Из всей этой истории очевидно одно: научная карьера Фрейда явно – и, похоже, намеренно – замедлялась. Довольно много врачей становились приват-доцентами, а некоторые даже полными профессорами через четыре или пять лет, а иногда даже спустя год. С 1985-го, когда начался период ожидания Фрейда, среднее время между присвоением званий доцента и профессора составляло восемь лет. Великий Юлиус фон Вагнер-Яурегг, будущий лауреат Нобелевской премии по физиологии и медицине, который стал доцентом в 1885 году, одновременно с Фрейдом, получил звание профессора всего через четыре года. Фрейду пришлось ждать 17 лет. За исключением горстки претендентов, которые вообще не стали профессорами, из почти 100 врачей, получивших звание доцента в последние 15 лет XIX века, только четверо ждали дольше. Экснер был прав – в официальных кругах существовало прочное предубеждение.

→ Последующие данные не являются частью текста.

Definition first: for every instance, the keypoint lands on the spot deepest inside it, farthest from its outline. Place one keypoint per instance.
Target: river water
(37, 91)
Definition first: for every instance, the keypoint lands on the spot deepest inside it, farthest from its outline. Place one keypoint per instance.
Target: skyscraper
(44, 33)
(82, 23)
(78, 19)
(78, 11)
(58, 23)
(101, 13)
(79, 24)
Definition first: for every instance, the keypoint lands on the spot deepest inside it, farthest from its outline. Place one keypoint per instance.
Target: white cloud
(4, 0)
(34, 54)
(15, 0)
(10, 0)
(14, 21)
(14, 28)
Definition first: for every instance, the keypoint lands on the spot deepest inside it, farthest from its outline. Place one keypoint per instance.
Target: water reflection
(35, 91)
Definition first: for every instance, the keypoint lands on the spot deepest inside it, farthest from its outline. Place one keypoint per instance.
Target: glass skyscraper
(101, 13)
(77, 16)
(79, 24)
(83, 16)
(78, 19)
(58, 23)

Безусловно, не следует сбрасывать со счетов и антисемитизм. В то время как евреи, даже те, кто отверг выгодное убежище крещения, продолжали занимать видные позиции в медицинских кругах Австрии, стремительно распространявшаяся зараза антисемитизма не обошла и влиятельных чиновников. В 1897 году, когда Нотнагель сообщил Фрейду, что они с Крафт-Эбингом выдвинули его кандидатуру, он также предупредил, что питать особые надежды рано: «Вы понимаете дальнейшие трудности». Нотнагель явно намекал на неблагоприятную для евреев атмосферу в Вене в тот период, когда градоначальником был Люгер. Как мы видели, антисемитизм в 90-х годах XIX столетия был более жестоким, более открытым, чем в начале 70-х, когда Фрейд студентом университета столкнулся с некоторыми его проявлениями. В 1897-м Люгер, прочно сидевший в своем кресле, мог манипулировать ненавистью к евреям, чтобы достичь собственных политических целей. Тот факт, что эта атмосфера влияла на продвижение по службе евреев в Австрии, ни для кого не был секретом – все это признавали. В своем романе «Путь на волю», действие которого разворачивается на рубеже веков, Артур Шницлер вложил в уста одного из еврейских персонажей, врача, такие слова, обращенные к сыну, протестующему против вездесущей нетерпимости: «В конечном итоге личность и заслуги всегда побеждают. Какая тебе в том беда? Просто ты получишь профессорское звание на несколько лет позже, чем кто-то другой». Именно это и произошло с Фрейдом.